Felix Mendelssohn Bartholdy
(b. Hamburg, 3 February 1809; d. Leipzig, 4 November 1847)

Incidental music to Jean Racine's Athalie, in the German translation by Ernst Raupach and Mendelssohn, op. 74 (1843-5)

Toward the end of 1840 Felix Mendelssohn, then firmly ensconced in Leipzig at the height of his fame, received an unusual offer from the royal house of Prussia in Berlin: the newly ascended King Frederick William IV wished to establish a Berlin Academy of the Arts comparable to the French Académie Royale, and Mendelssohn, as the greatest living German musician, was invited to head its musical section. Flattered by this high honor and tempted by the large salary of 3,000 a year, Mendelssohn was inclined to accept, and asked for a further specification of his actual duties. This simple question was eventually to embroil him in five years of tedious correspondence with various high-level Prussian bureaucrats. Although he moved with his family to Berlin in 1841, step by step the scope of his duties and the size of his salary were reduced until finally, at the end of 1845, the appointment was terminated by mutual consent and Mendelssohn returned to the more hospitable climate of Leipzig.

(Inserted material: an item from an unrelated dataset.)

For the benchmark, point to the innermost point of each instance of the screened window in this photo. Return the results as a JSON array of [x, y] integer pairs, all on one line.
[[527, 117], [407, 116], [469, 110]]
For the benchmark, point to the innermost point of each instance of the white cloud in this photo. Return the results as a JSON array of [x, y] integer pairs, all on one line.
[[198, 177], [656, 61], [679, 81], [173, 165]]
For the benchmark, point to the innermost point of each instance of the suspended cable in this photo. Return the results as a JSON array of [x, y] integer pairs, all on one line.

The Berlin appointment can hardly be described as musically barren, however. The new king, himself an amateur draftsman with a keen interest in architecture and landscape gardening, was a confirmed adherent of the romantic movement in German arts and letters and sought a revival of classical theater in his private theater in Potsdam. Various projects were proposed to Mendelssohn for musical setting: Sophocles' Antigone and Oedipus at Colonus, Racine's Athalie, Shakespeare's Midsummer Night's Dream and The Tempest. Of these, all but the latter were to reach fruition – spectacularly so in the case of A Midsummer Night's Dream – and were duly performed before an invited audience in the king's private theater, followed a short while later by a public performance. Finally Mendelssohn balked at the king's proposal that he write music for the whole of Aeschylus' Orestia trilogy, arguing that no living composer was capable of handling such a task. Relations with the king instantaneously cooled; the interesting series of theatrical ventures came to an end; and through Mendelssohn's departure from Berlin and early death the world was withheld a successor to what has undoubtedly become his most popular score, the incidental music to A Midsummer Night's Dream, op. 61.

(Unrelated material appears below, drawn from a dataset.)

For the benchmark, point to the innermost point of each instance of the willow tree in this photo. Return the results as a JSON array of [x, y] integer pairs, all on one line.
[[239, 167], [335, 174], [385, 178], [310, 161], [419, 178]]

Athalie is the last of Mendelssohn's theatrical projects for Frederick William IV to reach completion. Composed for solo vocalists, mixed chorus, and orchestra from 1843 to 12 November 1845, was given its première in Berlin-Charlottenburg on 1 December 1845 and its first public performance on 8 January 1846 in Potsdam. The play is a work of Racine's old age and one of the supreme achievements of his art. Originally written for the Parisian girl's school of Saint-Cyr, with musical interludes by Jean-Baptiste Moreau (1656-1733), it deals with a biblical subject found in II Kings 10-11: the attempt of Queen Athaliah to preserve the reign of her murdered son Ahaziah by slaying "all the royal seed," missing only the infant prince Joash. After reigning for seven years (c. 842-837 BC), she was deposed and executed by supporters of Joash as the rightful king. Mendelssohn's score, once famous for its overture and the "War March of the Priests," was published in a version for piano four-hands "without words" by Breitkopf & Härtel, Leipzig, in 1849 as "No. 2 of the posthumous works." The music, and especially the choral odes, represents mature Mendelssohn at a high level of inspiration.

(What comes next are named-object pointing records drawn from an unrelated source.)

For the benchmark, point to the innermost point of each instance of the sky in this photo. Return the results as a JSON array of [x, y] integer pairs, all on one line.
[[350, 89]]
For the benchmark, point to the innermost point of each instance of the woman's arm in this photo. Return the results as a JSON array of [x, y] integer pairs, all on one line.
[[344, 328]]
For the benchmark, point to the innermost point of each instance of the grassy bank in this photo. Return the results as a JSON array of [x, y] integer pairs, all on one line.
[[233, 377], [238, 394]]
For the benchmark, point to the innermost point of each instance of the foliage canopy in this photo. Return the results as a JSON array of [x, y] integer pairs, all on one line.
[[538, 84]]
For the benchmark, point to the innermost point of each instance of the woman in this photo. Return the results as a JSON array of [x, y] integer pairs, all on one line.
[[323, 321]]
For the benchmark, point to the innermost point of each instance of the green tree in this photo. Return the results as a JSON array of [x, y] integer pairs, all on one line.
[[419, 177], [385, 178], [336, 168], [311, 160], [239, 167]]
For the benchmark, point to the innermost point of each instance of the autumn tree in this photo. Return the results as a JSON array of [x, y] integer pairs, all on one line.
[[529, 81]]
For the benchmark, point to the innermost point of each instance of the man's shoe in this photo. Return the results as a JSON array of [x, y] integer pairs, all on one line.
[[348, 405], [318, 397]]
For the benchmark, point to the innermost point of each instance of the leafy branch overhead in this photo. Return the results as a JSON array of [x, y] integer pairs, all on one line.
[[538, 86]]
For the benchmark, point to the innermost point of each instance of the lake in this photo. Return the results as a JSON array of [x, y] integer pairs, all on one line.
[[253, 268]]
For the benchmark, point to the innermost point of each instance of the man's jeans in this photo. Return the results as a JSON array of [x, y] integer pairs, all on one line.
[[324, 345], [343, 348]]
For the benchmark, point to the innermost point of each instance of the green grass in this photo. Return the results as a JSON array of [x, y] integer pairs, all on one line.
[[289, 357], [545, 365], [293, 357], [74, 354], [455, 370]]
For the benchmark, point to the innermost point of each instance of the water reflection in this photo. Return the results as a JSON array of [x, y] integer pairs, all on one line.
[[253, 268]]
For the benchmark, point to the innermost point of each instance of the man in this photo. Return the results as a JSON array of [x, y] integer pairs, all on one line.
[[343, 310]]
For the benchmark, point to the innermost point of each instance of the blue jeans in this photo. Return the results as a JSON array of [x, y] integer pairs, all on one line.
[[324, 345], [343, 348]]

The Plot: Athaliah, the daughter of King Ahab, takes revenge for the downfall of her dynasty by exterminating the entire royal house of Judah. A strange boy has thrice appeared to her in ominous dreams; now she bursts in the Temple of God in a lust for revenge and sees the boy before her in the flesh. She attempts – in vain – to extract him from the custody of the priests. The High Priest reveals to his followers that the boy, Joash, is the last descendant of the house of David. He has protected the boy from persecution by the vengeful queen and now proclaims him to be king. He prophesies a new Zion and the arrival of a Redeemer born of Jewish descent. When Athaliah reappears in the temple with her armed retinue, she is shown Joash seated behind a curtain on the royal throne. Now she hesitates no longer to have the boy put to death, but finds herself in the decisive moment surrounded by armed Levites. Convinced that an implacable God has emerged victorious, she submits to her death.